Summary: how to Choose a Career
The best advice I can give to anyone trying to make a career decision now is as follows. In offering these tips, I’m well aware that it’s much easier to give this type of advice than it is to follow it!
- Don’t fret the details. Don’t waste time trying to predict or plan exactly what you will do. As I showed above, even if your predictions were to be 100% accurate, there’s a good chance that nobody, including you, will believe them! Some people try to plan in immense detail, and are then disappointed when things don’t work out exactly that way.
- Build Your Own Dream, by aiming to do what you enjoy doing. I realize that this is common “pop psychology” advice. It sounds trite and is usually much easier said than done! However, it has a valid basis. One way or another, you will spend a significant portion of your life doing whatever you choose to do as a career. Choosing to do something you don’t like is therefore a terrible form of self-punishment. You only get one go at life, so you will never get back all that time that you spent being miserable.
- Don’t worry too much about relative pay or current career prospects. These conditions tend to change with time, so the job situation when you actually enter a field is likely to have changed relative to when you made your career plans. Many jobs that existed when I was trying to make my career decisions simply no longer exist at all, and vice versa. There are also more subtle pressures. For example, I chose Electronic Engineering over Computer Science for my degree, partly because, at that time, I could obtain an apprenticeship in the former but not the latter. In retrospect, though, Computer Science would have been a better fit for my skills and interests.
- Always aim “too high”; that is, aim for the highest level that you can achieve. For example, if you can get a Ph.D., and if it’s relevant to what you want to do, be sure to do so.
- Don’t fear failure. Again, this is easier said than done! My parents seemed to have a fatalistic view that, if you tried something but failed at it, you were somehow marked for life as an “irrevocable failure”. In fact, many successful people have experienced some failures along the way, but still their achievements outweigh their failures. They don’t “write themselves off”, nor permanently wallow in self-pity, because of a failure.
- Treat career advice with caution. I recall many instances when someone said to me, “If I were you, I’d…”, then proceeded to offer some well-meant advice. The problem, in all cases, was that the person offering the advice was not me, and typically had completely different skills, aptitudes and interests from me. For example, an art teacher was never going to advise me to become an engineer, and a science teacher was never going to advise me to become an artist, but what I now do involves both skillsets, so I was right to insist on developing both.
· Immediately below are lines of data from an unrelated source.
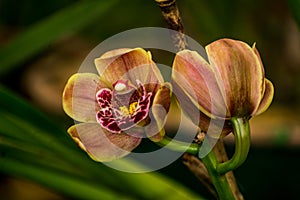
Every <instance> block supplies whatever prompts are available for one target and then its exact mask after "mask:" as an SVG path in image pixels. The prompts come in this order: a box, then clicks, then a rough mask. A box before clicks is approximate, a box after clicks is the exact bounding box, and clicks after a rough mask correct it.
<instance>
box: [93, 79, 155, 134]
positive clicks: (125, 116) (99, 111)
mask: <svg viewBox="0 0 300 200" xmlns="http://www.w3.org/2000/svg"><path fill="white" fill-rule="evenodd" d="M137 85H138V86H139V88H136V87H134V86H132V85H129V81H128V80H126V81H124V80H119V81H117V82H116V83H115V84H114V89H113V90H110V89H108V88H103V89H101V90H99V91H98V92H97V94H96V99H97V102H98V103H99V106H100V110H99V111H98V112H97V115H96V117H97V121H98V123H99V124H100V125H101V126H102V127H103V128H105V129H107V130H108V131H110V132H112V133H120V132H121V131H126V130H128V129H130V128H132V127H133V126H135V125H136V124H138V123H139V122H141V121H142V120H143V119H145V118H146V117H147V116H148V113H149V107H150V98H151V95H152V92H148V93H147V92H146V89H145V86H144V85H143V84H142V83H141V82H140V81H138V80H137Z"/></svg>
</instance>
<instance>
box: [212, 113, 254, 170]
mask: <svg viewBox="0 0 300 200" xmlns="http://www.w3.org/2000/svg"><path fill="white" fill-rule="evenodd" d="M231 122H232V126H233V134H234V137H235V152H234V154H233V156H232V158H231V159H230V160H228V161H226V162H224V163H219V164H218V165H217V168H216V169H217V171H218V172H219V173H220V174H225V173H226V172H228V171H231V170H233V169H236V168H237V167H239V166H240V165H241V164H243V163H244V161H245V160H246V158H247V155H248V152H249V148H250V125H249V120H248V119H247V118H232V119H231Z"/></svg>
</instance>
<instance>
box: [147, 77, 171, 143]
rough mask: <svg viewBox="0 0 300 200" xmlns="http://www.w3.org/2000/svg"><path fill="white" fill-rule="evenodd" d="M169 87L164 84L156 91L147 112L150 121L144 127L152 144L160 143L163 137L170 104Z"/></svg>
mask: <svg viewBox="0 0 300 200" xmlns="http://www.w3.org/2000/svg"><path fill="white" fill-rule="evenodd" d="M170 87H171V86H170V85H169V84H167V83H165V84H164V85H163V86H161V87H160V89H158V91H157V93H156V95H155V97H154V100H153V104H152V107H151V108H150V111H149V115H150V118H151V121H150V124H147V125H146V126H145V133H146V135H147V136H148V137H149V139H150V140H152V141H154V142H158V141H160V140H161V139H162V138H163V136H164V135H165V130H164V125H165V121H166V118H167V113H168V112H169V108H170V103H171V90H170Z"/></svg>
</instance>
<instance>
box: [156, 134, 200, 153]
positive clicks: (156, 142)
mask: <svg viewBox="0 0 300 200" xmlns="http://www.w3.org/2000/svg"><path fill="white" fill-rule="evenodd" d="M155 143H156V144H157V145H159V146H161V147H166V148H168V149H170V150H172V151H178V152H186V153H190V154H193V155H197V154H198V152H199V144H196V143H191V144H190V143H187V142H181V141H177V140H174V139H172V138H169V137H167V136H164V137H163V139H162V140H160V141H159V142H155Z"/></svg>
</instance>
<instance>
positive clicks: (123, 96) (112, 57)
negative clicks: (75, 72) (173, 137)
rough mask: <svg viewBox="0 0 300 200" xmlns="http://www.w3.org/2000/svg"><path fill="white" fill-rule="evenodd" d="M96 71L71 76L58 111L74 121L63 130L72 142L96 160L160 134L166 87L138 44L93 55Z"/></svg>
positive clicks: (117, 154)
mask: <svg viewBox="0 0 300 200" xmlns="http://www.w3.org/2000/svg"><path fill="white" fill-rule="evenodd" d="M95 67H96V70H97V72H98V74H95V73H77V74H74V75H73V76H71V77H70V79H69V80H68V82H67V84H66V86H65V89H64V92H63V109H64V111H65V112H66V113H67V114H68V115H69V116H70V117H71V118H73V119H74V120H75V121H76V122H77V123H76V124H75V125H73V126H71V127H70V128H69V129H68V133H69V134H70V136H71V137H72V138H73V140H74V141H75V142H76V143H77V144H78V146H79V147H81V148H82V149H83V150H84V151H86V152H87V153H88V154H89V155H90V157H91V158H93V159H94V160H96V161H100V162H105V161H111V160H114V159H117V158H120V157H123V156H126V155H127V154H129V153H130V152H131V151H132V150H133V149H134V148H136V147H137V146H138V145H139V144H140V142H141V140H142V138H143V137H144V136H145V135H146V137H148V138H149V139H151V140H153V141H159V140H161V139H162V137H163V136H164V134H165V133H164V129H163V124H164V121H165V118H166V113H167V112H168V109H169V105H170V89H169V87H168V85H167V84H166V83H164V80H163V77H162V75H161V73H160V71H159V69H158V67H157V66H156V64H155V63H154V62H153V61H152V58H151V53H150V52H147V51H145V50H144V49H141V48H135V49H115V50H111V51H109V52H106V53H104V54H103V55H102V56H101V57H99V58H97V59H95Z"/></svg>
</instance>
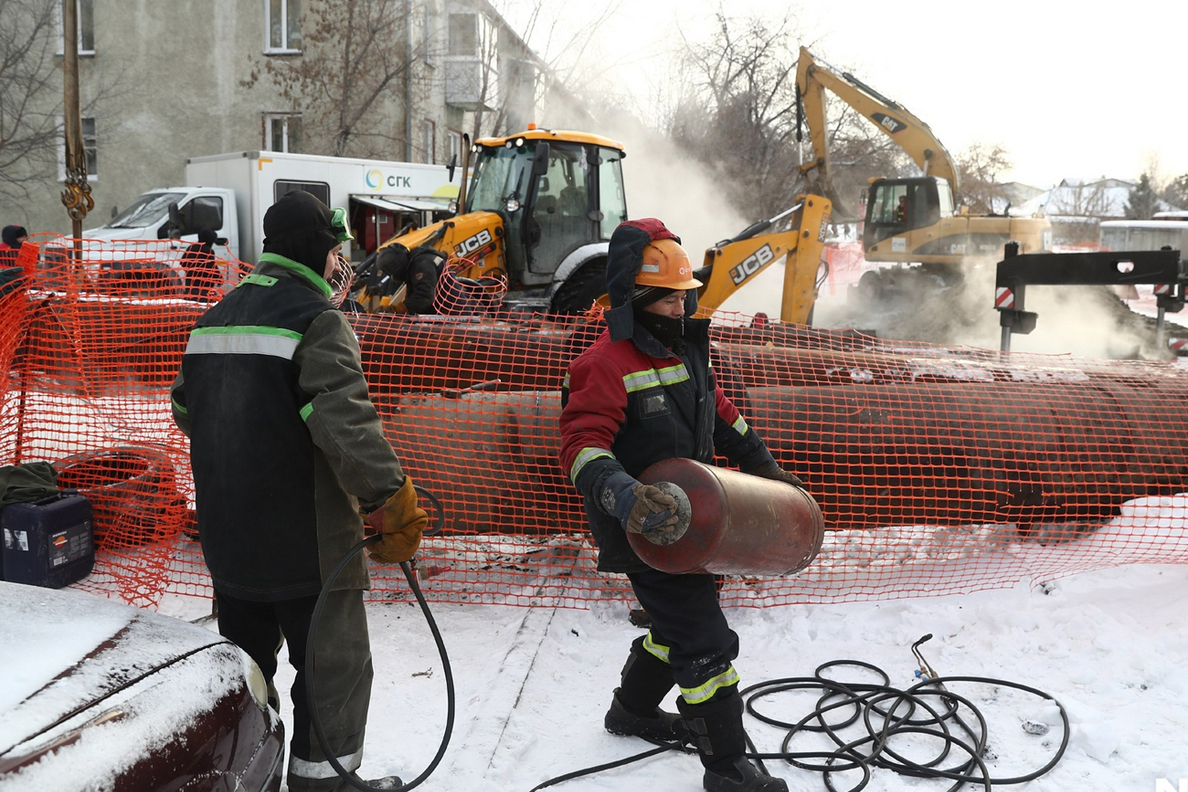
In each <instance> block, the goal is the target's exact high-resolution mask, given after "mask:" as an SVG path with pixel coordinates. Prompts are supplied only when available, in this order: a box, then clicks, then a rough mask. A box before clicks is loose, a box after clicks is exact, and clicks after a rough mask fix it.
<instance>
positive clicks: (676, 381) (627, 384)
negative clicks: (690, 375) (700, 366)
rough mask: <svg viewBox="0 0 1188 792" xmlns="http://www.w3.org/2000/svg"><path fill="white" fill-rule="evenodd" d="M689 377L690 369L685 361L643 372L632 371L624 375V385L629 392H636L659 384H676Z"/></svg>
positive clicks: (658, 385) (649, 387) (623, 376)
mask: <svg viewBox="0 0 1188 792" xmlns="http://www.w3.org/2000/svg"><path fill="white" fill-rule="evenodd" d="M688 379H689V370H688V369H687V368H685V367H684V363H677V365H676V366H665V367H664V368H649V369H645V370H643V372H632V373H631V374H624V375H623V387H625V388H626V389H627V393H636V392H637V391H644V389H646V388H653V387H656V386H659V385H676V384H677V382H684V381H685V380H688Z"/></svg>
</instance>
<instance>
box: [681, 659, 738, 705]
mask: <svg viewBox="0 0 1188 792" xmlns="http://www.w3.org/2000/svg"><path fill="white" fill-rule="evenodd" d="M737 684H739V672H738V671H735V670H734V666H731V667H729V669H727V670H726V671H723V672H721V673H720V674H718V676H716V677H713V678H712V679H709V680H708V682H706V683H704V684H701V685H697V686H696V688H682V689H681V696H682V697H683V698H684V701H685V702H688V703H689V704H704V703H706V702H708V701H709V699H710V698H713V697H714V693H716V692H718V691H719V690H721V689H722V688H729V686H731V685H737Z"/></svg>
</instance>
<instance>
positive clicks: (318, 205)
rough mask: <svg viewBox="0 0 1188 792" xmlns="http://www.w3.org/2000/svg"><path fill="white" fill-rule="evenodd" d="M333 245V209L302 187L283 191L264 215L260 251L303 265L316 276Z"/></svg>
mask: <svg viewBox="0 0 1188 792" xmlns="http://www.w3.org/2000/svg"><path fill="white" fill-rule="evenodd" d="M337 246H339V235H337V233H336V232H335V230H334V211H333V210H331V209H330V208H329V207H327V205H326V204H324V203H322V202H321V201H318V199H317V198H316V197H315V196H312V195H310V194H309V192H305V191H304V190H293V191H291V192H285V194H284V195H283V196H280V199H279V201H277V202H276V203H274V204H272V205H271V207H268V210H267V211H266V213H265V214H264V252H265V253H276V254H277V255H283V256H285V258H286V259H292V260H293V261H296V262H298V264H304V265H305V266H307V267H309V268H310V270H312V271H314V272H316V273H317V275H318V277H322V275H323V274H324V273H326V256H327V254H328V253H329V252H330V251H333V249H334V248H335V247H337Z"/></svg>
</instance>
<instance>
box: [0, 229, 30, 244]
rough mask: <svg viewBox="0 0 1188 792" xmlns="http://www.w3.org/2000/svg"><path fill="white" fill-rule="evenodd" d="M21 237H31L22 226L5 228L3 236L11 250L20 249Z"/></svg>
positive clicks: (4, 241)
mask: <svg viewBox="0 0 1188 792" xmlns="http://www.w3.org/2000/svg"><path fill="white" fill-rule="evenodd" d="M21 236H29V234H27V233H25V229H24V228H23V227H20V226H5V227H4V232H2V236H0V239H4V243H5V245H7V246H8V247H11V248H20V245H21V243H20V242H19V241H18V240H19V239H20V237H21Z"/></svg>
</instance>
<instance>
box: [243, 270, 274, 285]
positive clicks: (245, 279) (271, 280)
mask: <svg viewBox="0 0 1188 792" xmlns="http://www.w3.org/2000/svg"><path fill="white" fill-rule="evenodd" d="M245 284H254V285H257V286H276V285H277V279H276V278H273V277H272V275H261V274H259V273H255V272H253V273H251V274H247V275H244V279H242V280H240V281H239V283H238V284H235V289H239V287H240V286H242V285H245Z"/></svg>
- Reject advice from “No-Talent Naysayers”. Not all career advice is well-intentioned. Unfortunately, there are many in the world who have no particular talents, and who try to compensate for their own failings by belittling the abilities of others. Such people will invariably tell you that, whatever ambitions you have, you’re sure to fail. I grew up with the British class system, where the typical claim would be that, “People like us don’t achieve things like that”. The best response to such nonsense is not only to recognize it when you hear it, but also to feel sorry for the inadequacy of the person saying it.